I, too, have battled ant infestations in our house.  I, too, have ruined the bread.  I, too, have suffered from extreme sickness here.  And although we've never had an elephant in our garden (thank goodness!) we know well the battles of trying to keep our house and garden intact just so we can keep on living here.  Some things, apparently, don't change much in a hundred years.

But many things have changed.  Living here is infinitely easier now than it was for Florence and John.  We have electricity (most of the time) and quick transportation.  We have modern technology and the ability to communicate easily with family and friends back home.  We have lots of options for food, even some Western goods, and access to basic medicine.

More importantly, though, is how much has changed in the last hundred years in the Church.  The ministry that we are able to do now, at a mission hospital that openly shares the Gospel with patients, is only possible because of the foundations that were laid by pioneers like Florence and John.  They advanced the Kingdom here.  They shared the truth and love of Jesus and they discipled many.  They prepared their generation for pouring into the next, which poured into the next and the next and the next...  And now we are here, nearly 114 years later, walking on the foundations laid for us long ago and doing our part to keep advancing the Kingdom here.

It wasn't until we'd been in Kenya for awhile that I remembered reading Florence's journal in grad school.  I wanted to look at it again and learn more of the history of missions in Kenya.  So, on one of our trips through Chicago during Home Assignment last year, I took the opportunity to spend a couple days at Wheaton and look at Florence's journal in the Archives again.  Furthermore, I took the opportunity to look through several books that pertained to the history of missions in Kenya.  The more I learned, the more humbled and encouraged I became.

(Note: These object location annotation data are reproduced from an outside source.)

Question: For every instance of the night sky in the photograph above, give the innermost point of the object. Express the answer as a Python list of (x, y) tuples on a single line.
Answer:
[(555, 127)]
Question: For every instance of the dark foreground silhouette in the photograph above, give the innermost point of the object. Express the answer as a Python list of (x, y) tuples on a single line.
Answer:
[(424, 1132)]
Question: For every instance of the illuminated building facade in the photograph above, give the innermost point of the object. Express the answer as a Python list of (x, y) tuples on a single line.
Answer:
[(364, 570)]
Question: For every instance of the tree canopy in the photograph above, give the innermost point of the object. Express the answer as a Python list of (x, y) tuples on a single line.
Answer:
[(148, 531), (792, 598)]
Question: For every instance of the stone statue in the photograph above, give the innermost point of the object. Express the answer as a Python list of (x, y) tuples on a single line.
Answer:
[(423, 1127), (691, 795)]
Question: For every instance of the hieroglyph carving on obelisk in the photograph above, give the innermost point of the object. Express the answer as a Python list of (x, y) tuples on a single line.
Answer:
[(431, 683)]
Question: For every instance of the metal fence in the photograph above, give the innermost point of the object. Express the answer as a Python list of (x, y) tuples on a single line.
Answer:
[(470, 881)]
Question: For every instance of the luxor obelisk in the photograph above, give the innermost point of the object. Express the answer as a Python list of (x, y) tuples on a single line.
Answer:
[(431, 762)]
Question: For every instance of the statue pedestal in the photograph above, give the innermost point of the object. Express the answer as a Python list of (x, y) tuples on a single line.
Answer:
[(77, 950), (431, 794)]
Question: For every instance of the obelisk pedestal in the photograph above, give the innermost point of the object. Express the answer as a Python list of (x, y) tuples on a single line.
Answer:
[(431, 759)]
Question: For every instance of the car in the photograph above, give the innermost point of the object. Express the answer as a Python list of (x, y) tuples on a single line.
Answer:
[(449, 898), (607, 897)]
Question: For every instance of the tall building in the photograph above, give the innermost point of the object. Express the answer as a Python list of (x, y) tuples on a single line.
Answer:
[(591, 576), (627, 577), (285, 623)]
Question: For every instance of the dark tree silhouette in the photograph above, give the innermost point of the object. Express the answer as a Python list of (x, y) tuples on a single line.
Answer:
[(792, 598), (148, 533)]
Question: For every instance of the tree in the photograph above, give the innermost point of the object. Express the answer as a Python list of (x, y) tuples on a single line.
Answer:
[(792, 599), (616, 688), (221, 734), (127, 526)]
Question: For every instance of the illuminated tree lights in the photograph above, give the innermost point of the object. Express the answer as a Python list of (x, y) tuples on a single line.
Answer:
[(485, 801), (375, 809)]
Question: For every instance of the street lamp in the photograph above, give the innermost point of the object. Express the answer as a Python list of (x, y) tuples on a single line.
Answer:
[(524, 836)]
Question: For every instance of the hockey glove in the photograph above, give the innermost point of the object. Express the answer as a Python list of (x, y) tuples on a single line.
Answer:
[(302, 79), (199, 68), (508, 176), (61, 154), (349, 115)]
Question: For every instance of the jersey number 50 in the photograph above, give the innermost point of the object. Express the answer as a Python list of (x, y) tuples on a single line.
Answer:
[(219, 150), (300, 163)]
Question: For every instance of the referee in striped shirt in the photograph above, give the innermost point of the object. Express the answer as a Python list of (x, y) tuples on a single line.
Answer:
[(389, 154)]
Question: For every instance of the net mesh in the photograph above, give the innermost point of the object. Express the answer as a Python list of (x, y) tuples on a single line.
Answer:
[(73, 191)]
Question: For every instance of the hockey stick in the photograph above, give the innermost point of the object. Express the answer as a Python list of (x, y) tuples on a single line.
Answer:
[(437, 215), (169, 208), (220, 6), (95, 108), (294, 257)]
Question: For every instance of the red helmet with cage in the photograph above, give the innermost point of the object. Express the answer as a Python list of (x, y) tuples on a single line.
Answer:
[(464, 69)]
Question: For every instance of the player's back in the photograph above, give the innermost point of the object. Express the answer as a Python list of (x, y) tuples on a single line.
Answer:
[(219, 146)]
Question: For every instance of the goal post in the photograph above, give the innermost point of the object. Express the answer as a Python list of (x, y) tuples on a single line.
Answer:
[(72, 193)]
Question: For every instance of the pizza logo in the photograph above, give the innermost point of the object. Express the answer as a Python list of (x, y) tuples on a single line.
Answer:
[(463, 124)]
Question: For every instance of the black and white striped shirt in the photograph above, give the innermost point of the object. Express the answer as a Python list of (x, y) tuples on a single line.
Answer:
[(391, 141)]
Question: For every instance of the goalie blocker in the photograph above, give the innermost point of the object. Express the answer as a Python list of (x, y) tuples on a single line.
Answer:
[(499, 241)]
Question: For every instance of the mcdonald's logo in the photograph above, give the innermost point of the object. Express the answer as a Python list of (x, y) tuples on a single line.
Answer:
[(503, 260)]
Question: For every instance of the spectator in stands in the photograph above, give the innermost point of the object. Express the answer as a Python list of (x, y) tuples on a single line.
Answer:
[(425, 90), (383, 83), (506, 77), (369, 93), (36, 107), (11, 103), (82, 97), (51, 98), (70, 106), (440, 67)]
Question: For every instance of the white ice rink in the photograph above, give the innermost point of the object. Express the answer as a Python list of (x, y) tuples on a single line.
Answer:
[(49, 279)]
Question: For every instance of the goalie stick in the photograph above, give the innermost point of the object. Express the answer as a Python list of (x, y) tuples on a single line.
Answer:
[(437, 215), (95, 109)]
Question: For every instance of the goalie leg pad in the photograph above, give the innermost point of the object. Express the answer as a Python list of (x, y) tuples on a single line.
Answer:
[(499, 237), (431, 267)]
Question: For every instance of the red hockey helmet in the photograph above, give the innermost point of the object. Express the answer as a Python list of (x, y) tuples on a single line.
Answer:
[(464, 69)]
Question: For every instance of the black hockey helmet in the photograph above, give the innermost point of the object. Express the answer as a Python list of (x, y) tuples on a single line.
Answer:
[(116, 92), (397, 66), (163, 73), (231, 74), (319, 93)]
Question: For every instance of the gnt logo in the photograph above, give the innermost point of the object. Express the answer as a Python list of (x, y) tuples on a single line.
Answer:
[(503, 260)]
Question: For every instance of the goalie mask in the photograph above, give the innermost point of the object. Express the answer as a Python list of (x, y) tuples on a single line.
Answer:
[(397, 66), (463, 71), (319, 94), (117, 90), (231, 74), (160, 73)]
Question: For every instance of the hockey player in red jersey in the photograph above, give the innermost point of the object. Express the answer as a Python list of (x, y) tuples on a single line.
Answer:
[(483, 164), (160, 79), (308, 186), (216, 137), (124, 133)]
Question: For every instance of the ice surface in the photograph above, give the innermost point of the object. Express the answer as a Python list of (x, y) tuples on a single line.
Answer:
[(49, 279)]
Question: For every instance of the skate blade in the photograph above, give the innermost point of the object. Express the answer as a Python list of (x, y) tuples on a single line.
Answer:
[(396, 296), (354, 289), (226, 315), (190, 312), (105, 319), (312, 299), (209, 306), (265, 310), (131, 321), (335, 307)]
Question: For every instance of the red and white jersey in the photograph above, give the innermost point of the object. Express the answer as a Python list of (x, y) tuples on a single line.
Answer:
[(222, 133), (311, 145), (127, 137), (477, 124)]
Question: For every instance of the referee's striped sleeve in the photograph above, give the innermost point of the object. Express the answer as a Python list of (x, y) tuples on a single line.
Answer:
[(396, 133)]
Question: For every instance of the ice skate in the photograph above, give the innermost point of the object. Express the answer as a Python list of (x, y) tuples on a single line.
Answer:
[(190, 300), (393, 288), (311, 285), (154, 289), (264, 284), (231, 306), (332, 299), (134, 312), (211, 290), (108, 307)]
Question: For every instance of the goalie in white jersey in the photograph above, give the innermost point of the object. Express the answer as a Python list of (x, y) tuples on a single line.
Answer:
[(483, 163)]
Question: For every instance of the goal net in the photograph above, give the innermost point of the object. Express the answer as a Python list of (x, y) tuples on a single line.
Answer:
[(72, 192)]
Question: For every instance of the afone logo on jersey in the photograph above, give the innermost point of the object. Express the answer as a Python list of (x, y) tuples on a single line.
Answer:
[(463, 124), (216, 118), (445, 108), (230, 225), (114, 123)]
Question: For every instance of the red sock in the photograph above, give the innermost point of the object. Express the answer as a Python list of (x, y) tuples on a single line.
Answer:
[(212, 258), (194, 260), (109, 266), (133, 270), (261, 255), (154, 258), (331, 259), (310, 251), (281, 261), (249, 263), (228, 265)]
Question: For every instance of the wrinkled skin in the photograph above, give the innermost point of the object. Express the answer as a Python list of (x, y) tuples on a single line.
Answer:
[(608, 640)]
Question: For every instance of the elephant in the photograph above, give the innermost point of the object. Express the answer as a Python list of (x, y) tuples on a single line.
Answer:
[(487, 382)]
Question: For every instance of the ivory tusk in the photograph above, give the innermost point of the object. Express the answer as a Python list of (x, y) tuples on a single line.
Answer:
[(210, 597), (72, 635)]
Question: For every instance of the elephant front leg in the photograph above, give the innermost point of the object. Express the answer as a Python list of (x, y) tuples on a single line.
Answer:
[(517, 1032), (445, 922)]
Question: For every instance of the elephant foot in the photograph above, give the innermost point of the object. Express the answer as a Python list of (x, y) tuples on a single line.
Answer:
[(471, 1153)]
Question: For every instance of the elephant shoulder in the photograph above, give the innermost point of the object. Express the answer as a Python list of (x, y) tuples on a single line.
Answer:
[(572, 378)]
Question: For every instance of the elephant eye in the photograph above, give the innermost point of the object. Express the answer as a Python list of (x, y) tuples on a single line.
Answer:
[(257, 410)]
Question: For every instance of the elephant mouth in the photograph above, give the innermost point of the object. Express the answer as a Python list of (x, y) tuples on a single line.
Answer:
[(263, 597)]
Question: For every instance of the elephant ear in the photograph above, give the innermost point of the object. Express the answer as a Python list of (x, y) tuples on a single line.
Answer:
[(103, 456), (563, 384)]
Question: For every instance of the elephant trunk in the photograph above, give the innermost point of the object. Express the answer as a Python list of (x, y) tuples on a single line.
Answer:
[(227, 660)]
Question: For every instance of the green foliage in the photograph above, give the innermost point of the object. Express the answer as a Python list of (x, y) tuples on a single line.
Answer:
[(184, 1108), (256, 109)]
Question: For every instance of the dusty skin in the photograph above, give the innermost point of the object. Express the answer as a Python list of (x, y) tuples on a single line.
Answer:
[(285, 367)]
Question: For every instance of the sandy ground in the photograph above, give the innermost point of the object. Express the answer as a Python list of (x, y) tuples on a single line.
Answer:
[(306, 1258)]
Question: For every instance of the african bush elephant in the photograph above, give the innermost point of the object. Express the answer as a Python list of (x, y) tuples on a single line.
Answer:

The missionary pioneers I read about (which I'll highlight in the next post) endured much suffering and seemingly little success.  They sacrificed a lot and gained very little.  Sometimes I feel like that too, because something that's remained the same over time is how slowly things change.  We invest in time and energy and money and emotions and prayer and relationships...and the growth and change we came here to participate in happens very slowly.

When I, as a time-sensitive American, get frustrated or discouraged with the pace of change in our ministry, it helps significantly to remember where we've been.  Not just where we, the Horns, have been, but to look even further back to those who have gone before us.

Florence wrote this at the very end of her journal in 1906: "What this little book contains of joys and sorrow, struggles, and smooth sailing - may never be seen by other eyes.  Yet it has been a comfort to record them.  God has kept a better record for which we praise Him and are happy to leave ourselves in His hands for the next 365 days."

I am so grateful to Florence for writing a record of her ministry in Kenya.  I have read it and now I know and can remember what God has done.  I can remember and be encouraged by God's work and God's timing.  He intended to bring Florence to Kenya in 1906 and He intended to bring me here in 2016.  We are both part of a bigger story, a story of ages past filled with people crying out for a Savior, and of a God who provided a Savior who embodied eternal hope.  We are part of a story that declares "Christ has come" and "It is finished" and "Let the nations be glad."

I am filled with hope at this time of year as we reflect on all God has done this year.  And I think it would serve us well to remember beyond this year - to years past, to ages past - and remember what God has done in times and places beyond our own that have made our own time and place of ministry possible.